The New York Times has just published an article on Afghanistan by Carlotta Gall, who was with photographer João Silva and a US unit when Silva stepped on a mine last month. The article is titled “Hoping to Avoid Bombs and Win Afghan Minds” and is illustrated with images from Silva’s “fateful assignment”. The NYT Lens Blog also has a post showing an edit of photographs from the memory card Silva was using at the time of his incident, along with a video of him editing some of the pictures with Times staff at Walter Reed Army Medical Center in the US.

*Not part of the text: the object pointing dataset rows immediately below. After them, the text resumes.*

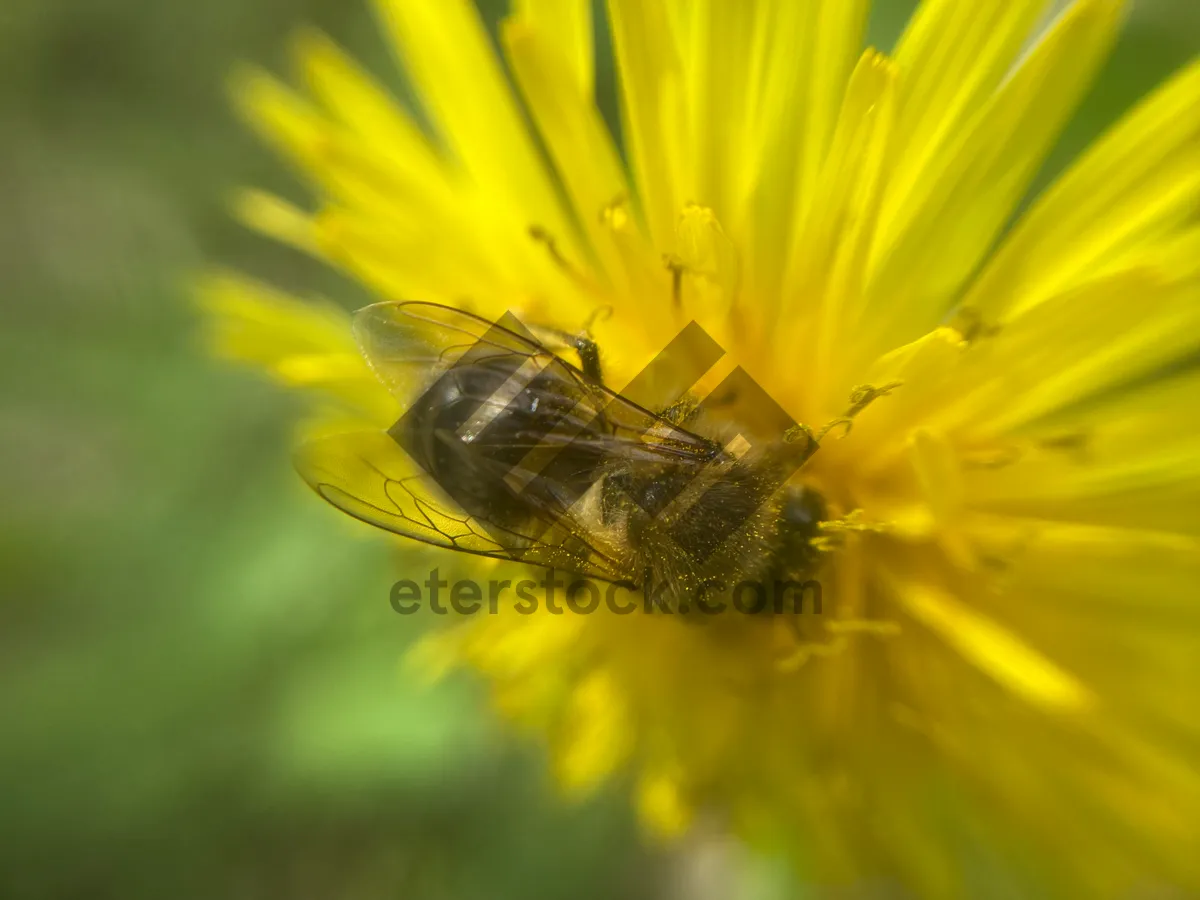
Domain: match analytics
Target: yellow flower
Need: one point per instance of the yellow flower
(1006, 683)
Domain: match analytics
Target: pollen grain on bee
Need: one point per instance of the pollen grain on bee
(582, 597)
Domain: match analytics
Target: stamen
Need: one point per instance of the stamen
(969, 322)
(703, 251)
(615, 216)
(545, 238)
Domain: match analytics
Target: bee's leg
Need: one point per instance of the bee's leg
(681, 412)
(834, 531)
(677, 268)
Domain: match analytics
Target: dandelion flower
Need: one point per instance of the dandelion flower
(1006, 684)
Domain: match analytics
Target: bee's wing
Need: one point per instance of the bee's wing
(405, 341)
(558, 435)
(370, 478)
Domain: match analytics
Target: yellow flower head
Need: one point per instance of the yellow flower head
(1003, 678)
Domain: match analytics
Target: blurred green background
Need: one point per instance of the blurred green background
(201, 690)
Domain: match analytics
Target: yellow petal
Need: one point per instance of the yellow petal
(381, 127)
(953, 55)
(445, 51)
(1137, 463)
(995, 651)
(568, 25)
(652, 109)
(1092, 339)
(276, 219)
(933, 238)
(1139, 181)
(576, 137)
(301, 343)
(804, 54)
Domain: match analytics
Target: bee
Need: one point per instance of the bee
(509, 451)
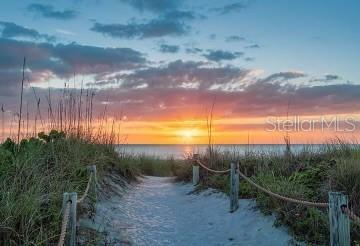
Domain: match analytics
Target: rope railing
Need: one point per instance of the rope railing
(69, 210)
(64, 224)
(288, 199)
(339, 212)
(81, 199)
(351, 214)
(212, 170)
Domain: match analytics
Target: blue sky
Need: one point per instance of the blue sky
(318, 37)
(168, 59)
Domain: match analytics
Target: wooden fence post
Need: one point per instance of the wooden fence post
(196, 171)
(71, 228)
(339, 221)
(93, 185)
(234, 187)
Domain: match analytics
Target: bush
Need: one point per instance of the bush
(34, 177)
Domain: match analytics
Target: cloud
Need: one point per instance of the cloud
(257, 99)
(186, 74)
(171, 23)
(283, 76)
(12, 30)
(234, 38)
(193, 50)
(219, 55)
(152, 29)
(212, 36)
(165, 48)
(326, 78)
(253, 46)
(230, 8)
(48, 11)
(46, 60)
(157, 6)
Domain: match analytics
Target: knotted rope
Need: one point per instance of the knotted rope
(351, 214)
(288, 199)
(212, 170)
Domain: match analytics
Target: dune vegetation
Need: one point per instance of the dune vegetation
(308, 175)
(35, 173)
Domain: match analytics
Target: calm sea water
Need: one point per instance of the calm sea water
(181, 151)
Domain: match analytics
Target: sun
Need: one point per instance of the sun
(187, 134)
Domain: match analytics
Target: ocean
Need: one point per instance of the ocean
(181, 151)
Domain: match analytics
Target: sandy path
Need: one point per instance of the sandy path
(158, 211)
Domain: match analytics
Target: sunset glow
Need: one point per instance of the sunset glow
(160, 76)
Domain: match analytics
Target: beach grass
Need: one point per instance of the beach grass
(35, 173)
(309, 175)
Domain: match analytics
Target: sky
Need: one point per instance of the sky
(162, 66)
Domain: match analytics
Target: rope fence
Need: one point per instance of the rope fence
(64, 224)
(339, 212)
(211, 170)
(70, 202)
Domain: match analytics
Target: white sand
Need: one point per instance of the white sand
(158, 211)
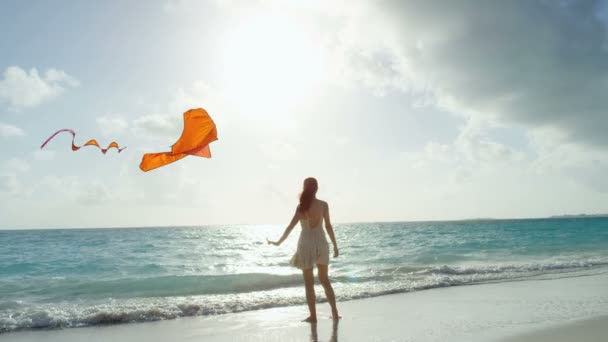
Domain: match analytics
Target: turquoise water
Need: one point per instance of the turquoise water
(69, 278)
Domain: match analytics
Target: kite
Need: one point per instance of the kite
(91, 142)
(199, 131)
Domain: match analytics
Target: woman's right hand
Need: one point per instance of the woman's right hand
(272, 242)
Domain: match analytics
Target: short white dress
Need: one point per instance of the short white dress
(312, 246)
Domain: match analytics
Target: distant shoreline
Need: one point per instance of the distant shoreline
(566, 216)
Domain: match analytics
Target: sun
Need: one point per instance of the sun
(272, 62)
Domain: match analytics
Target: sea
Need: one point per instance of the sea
(63, 278)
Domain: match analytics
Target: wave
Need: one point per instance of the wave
(169, 297)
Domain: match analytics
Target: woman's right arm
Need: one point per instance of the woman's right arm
(294, 221)
(330, 229)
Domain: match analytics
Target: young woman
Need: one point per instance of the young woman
(312, 245)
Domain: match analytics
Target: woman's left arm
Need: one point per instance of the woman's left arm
(294, 221)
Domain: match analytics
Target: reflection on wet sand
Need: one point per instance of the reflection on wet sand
(334, 332)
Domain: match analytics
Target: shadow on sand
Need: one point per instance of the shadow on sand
(334, 332)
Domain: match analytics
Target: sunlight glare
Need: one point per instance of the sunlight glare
(271, 63)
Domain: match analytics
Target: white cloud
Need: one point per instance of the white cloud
(21, 89)
(9, 184)
(155, 125)
(278, 150)
(111, 125)
(538, 64)
(44, 154)
(7, 130)
(18, 165)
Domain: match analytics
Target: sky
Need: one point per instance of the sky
(403, 110)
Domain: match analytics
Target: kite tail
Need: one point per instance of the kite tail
(91, 142)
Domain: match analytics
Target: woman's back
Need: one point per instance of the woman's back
(313, 217)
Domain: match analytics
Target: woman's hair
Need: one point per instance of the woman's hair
(309, 192)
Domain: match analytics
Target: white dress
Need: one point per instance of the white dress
(312, 246)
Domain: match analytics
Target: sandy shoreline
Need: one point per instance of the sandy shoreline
(535, 310)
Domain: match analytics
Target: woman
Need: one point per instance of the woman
(312, 245)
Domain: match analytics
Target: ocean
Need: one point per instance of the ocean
(79, 277)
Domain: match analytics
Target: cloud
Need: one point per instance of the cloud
(18, 165)
(22, 89)
(537, 64)
(154, 125)
(9, 184)
(44, 154)
(111, 125)
(7, 130)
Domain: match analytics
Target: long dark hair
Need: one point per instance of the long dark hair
(309, 192)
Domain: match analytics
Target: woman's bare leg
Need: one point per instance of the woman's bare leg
(329, 291)
(309, 285)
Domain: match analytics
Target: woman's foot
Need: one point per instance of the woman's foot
(310, 319)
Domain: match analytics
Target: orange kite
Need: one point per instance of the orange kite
(199, 131)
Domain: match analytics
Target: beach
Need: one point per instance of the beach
(566, 309)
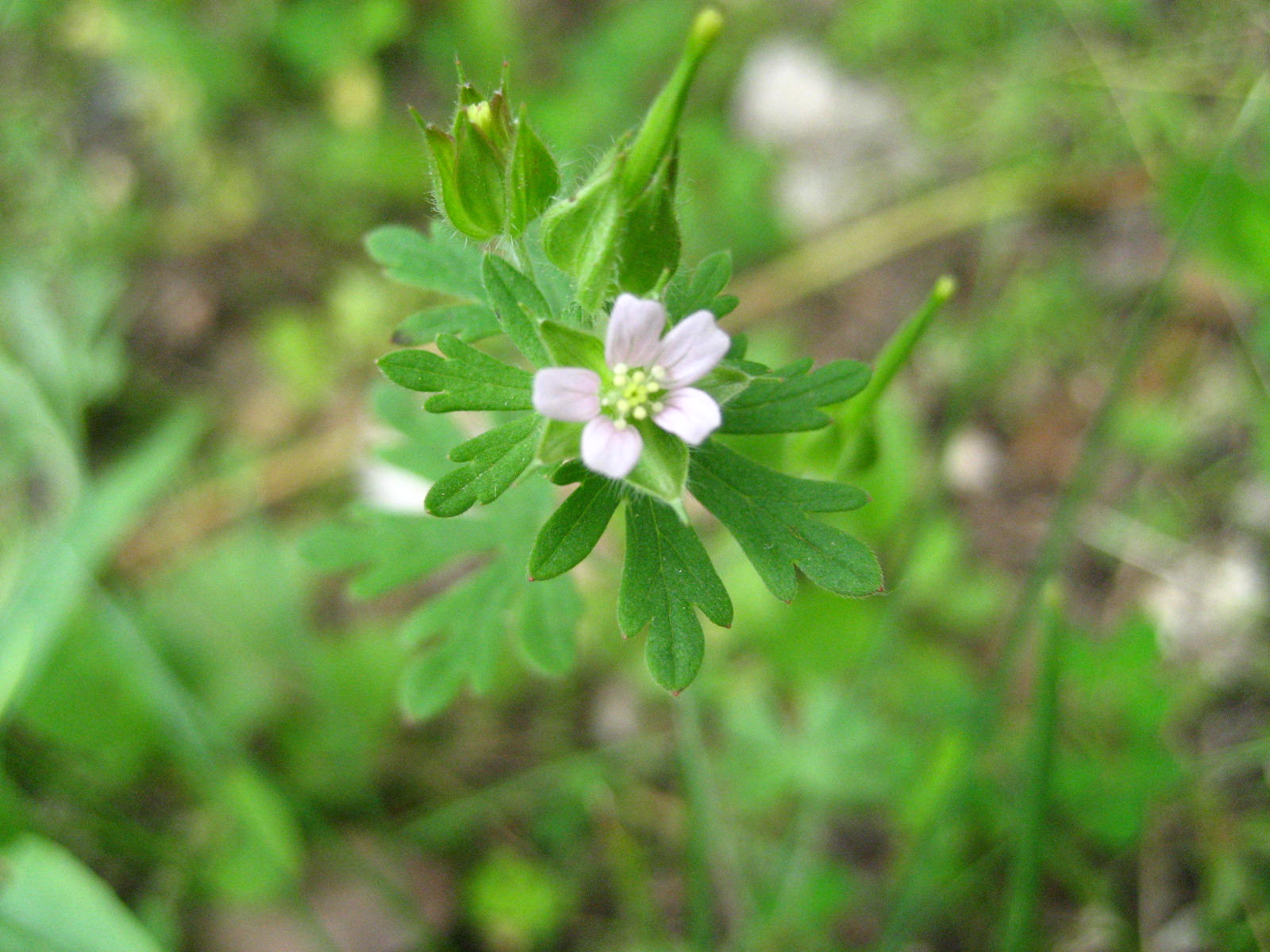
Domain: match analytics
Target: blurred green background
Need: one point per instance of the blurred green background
(202, 747)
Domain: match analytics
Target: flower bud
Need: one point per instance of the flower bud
(493, 173)
(620, 226)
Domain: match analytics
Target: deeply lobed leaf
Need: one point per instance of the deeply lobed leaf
(791, 404)
(766, 512)
(495, 461)
(463, 378)
(667, 571)
(575, 528)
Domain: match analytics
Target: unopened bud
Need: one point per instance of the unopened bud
(480, 116)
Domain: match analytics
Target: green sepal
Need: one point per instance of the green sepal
(662, 470)
(575, 528)
(446, 173)
(649, 251)
(533, 177)
(560, 441)
(581, 235)
(766, 512)
(468, 94)
(791, 404)
(667, 571)
(463, 378)
(501, 129)
(569, 347)
(495, 461)
(479, 175)
(518, 306)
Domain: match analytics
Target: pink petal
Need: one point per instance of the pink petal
(633, 332)
(610, 451)
(690, 414)
(569, 393)
(691, 349)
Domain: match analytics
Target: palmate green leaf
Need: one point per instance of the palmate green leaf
(667, 571)
(461, 632)
(465, 321)
(575, 527)
(495, 461)
(518, 306)
(465, 378)
(548, 617)
(442, 263)
(766, 512)
(700, 290)
(389, 550)
(791, 404)
(664, 465)
(437, 262)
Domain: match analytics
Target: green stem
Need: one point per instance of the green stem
(1147, 321)
(706, 822)
(1020, 924)
(857, 412)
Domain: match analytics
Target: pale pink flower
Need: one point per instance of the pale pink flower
(647, 378)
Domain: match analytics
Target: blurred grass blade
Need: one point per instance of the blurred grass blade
(50, 900)
(52, 582)
(1024, 890)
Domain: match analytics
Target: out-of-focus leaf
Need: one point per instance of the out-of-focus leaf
(791, 404)
(50, 901)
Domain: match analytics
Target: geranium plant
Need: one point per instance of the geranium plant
(615, 374)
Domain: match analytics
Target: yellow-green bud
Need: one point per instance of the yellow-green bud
(482, 116)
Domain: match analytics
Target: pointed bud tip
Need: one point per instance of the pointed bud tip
(706, 27)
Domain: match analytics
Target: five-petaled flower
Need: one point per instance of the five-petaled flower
(645, 380)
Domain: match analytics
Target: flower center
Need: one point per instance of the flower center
(633, 393)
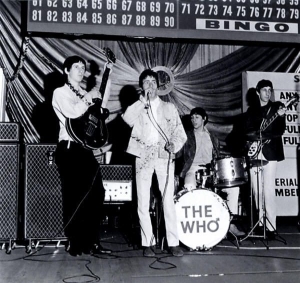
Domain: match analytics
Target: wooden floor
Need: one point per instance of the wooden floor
(253, 261)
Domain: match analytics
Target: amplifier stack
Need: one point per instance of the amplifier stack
(9, 182)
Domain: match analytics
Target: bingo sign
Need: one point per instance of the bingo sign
(286, 86)
(202, 219)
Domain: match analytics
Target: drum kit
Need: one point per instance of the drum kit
(203, 218)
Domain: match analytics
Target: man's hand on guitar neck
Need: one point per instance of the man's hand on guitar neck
(94, 93)
(281, 111)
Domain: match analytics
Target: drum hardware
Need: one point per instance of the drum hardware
(204, 177)
(258, 162)
(229, 172)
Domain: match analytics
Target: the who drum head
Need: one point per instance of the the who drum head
(202, 219)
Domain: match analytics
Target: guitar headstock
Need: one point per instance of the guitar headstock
(111, 58)
(293, 100)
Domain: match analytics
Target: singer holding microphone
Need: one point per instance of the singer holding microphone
(157, 134)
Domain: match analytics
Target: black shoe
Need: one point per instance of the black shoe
(148, 252)
(176, 251)
(98, 249)
(270, 235)
(74, 251)
(235, 231)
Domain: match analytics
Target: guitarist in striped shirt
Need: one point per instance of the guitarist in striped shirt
(268, 150)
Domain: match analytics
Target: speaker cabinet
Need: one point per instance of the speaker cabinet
(9, 183)
(9, 132)
(43, 197)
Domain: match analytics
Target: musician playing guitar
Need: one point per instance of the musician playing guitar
(258, 114)
(82, 188)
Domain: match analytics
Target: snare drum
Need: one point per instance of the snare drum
(203, 219)
(230, 172)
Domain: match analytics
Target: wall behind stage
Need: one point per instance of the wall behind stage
(286, 181)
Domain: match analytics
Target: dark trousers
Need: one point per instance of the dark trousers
(83, 193)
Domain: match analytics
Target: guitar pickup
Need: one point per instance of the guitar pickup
(93, 119)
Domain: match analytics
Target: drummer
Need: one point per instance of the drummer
(197, 153)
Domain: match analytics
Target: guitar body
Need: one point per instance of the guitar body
(90, 129)
(254, 149)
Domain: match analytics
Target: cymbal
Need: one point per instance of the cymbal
(257, 136)
(258, 162)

But what froze me is this image, which comes from the accompanying slideshow to the article (note: it is not clear from the caption which day or time the image was taken). It is eerily similar to photographer Robert Capa’s final image from Indo-China before he stepped on a mine and was killed. I remember seeing this back in a photo history class or book years ago. This slideshow from Silva, who fortunately has survived his injuries and is recuperating, is a tragic reminder of Capa’s death.
Editors Note (11/30): I wanted to reiterate that the NYT slideshow does not mention when the image by Silva picture was taken, or if it was even from the day he was injured by the mine. Furthermore, the NYT Lens Blog post is about the last sequence of images shot before and the three images after Silva was injured. We regret if the original post caused any confusion.